Un autre question s’impose: que faire après ce fastueux „Mellon Collie“? En 1998, la souffrance, tenace, persiste. Jonathan Melvoin, claviériste sur la tournée Mellon Collie, meurt d’une overdose, et le groupe se sépare de Jimmy Chamberlain, le batteur étant devenu ingérable, à cause de sa dépendance sévère à l’héroïne. Il est remplacé par la boîte à rythmes. Le changement de tonalité surprend avec „Adore“, qui adopte un profil bas. Le tempo est ralenti. Les riffs électriques, écrabouillés, sont rangés dans un placard verrouillé. S’il y a un pied dans le grunge, il s’avère lointain sinon avorté: „Daphne Descends“ est, à l’origine, composé pour l’album „Celebrity Skin“ de Hole, ce qui ne sera pas le cas suite à des conflits entre Billy Corgan et Courtney Love. La pochette sombre oriente l’auditeur: c’est le retour au son new wave, par où le groupe a démarré. Et, plus largement, le revival du gothique au rayon grand public, avec, en parallèle, les succès de Marilyn Manson et Placebo.
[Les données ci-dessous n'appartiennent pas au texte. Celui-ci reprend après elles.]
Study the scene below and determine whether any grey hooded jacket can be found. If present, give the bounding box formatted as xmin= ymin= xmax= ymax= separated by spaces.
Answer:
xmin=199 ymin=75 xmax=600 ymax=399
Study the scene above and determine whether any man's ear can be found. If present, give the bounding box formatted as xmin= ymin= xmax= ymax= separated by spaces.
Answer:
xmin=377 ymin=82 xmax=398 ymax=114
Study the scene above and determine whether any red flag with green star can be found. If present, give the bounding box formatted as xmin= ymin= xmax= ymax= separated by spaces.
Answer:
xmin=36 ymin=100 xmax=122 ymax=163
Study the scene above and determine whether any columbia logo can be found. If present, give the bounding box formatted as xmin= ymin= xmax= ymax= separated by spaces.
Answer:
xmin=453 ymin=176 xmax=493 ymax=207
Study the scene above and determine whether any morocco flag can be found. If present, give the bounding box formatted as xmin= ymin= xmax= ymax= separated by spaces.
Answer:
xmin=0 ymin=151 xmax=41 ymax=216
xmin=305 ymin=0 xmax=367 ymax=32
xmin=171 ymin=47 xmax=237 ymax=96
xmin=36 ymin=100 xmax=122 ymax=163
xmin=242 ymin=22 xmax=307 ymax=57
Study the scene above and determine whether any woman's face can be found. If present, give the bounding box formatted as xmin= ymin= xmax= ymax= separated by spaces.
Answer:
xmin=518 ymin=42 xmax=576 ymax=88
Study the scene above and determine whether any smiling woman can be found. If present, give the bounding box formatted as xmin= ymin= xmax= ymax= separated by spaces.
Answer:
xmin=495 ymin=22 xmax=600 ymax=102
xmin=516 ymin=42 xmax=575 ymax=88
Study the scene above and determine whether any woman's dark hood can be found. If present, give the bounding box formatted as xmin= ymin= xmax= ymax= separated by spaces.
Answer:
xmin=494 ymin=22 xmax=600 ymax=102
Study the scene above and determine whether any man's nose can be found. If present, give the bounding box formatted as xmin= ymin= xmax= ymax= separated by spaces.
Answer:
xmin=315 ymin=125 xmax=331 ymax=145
„Adore“ est le premier album synthétique des Smashing Pumpkins, avec, toujours, cette voix écorchée de Corgan, qui, à elle-seule, renvoie au rock. Si la touche électronique anticipe le disque à venir, „Machina – The Machines Of God“, „Adore“ incarne la vulnérabilité dans toute sa grandeur, par le minimalisme et la résignation. Le NME le désigne comme étant l’un des disques les plus tristes de tous les temps. Voici donc l’album qui justifierait vraiment le titre et le geste du précédent, „Mellon Collie“. Et la fameuse phrase de Victor Hugo, comme quoi la mélancolie, c’est le bonheur d’être triste? Non: il n’y a pas de complaisance dans les méandres de la douleur mais la capacité inouïe ici à en extirper des chansons somptueuses („Behold! The Nightmare“, „For Martha“ ou même „Perfect“ en guise de tube parfait). Un morceau comme „Tear“ est suffisamment éloquent. Et une conclusion au piano désaccordé telle que „Blank Page“, en fade out, écrase les derniers mots de Corgan, „You are a ghost of my indecision/No more little girl“, qui tracent alors d’autres points de suspension. La tristesse n’a pas de fin.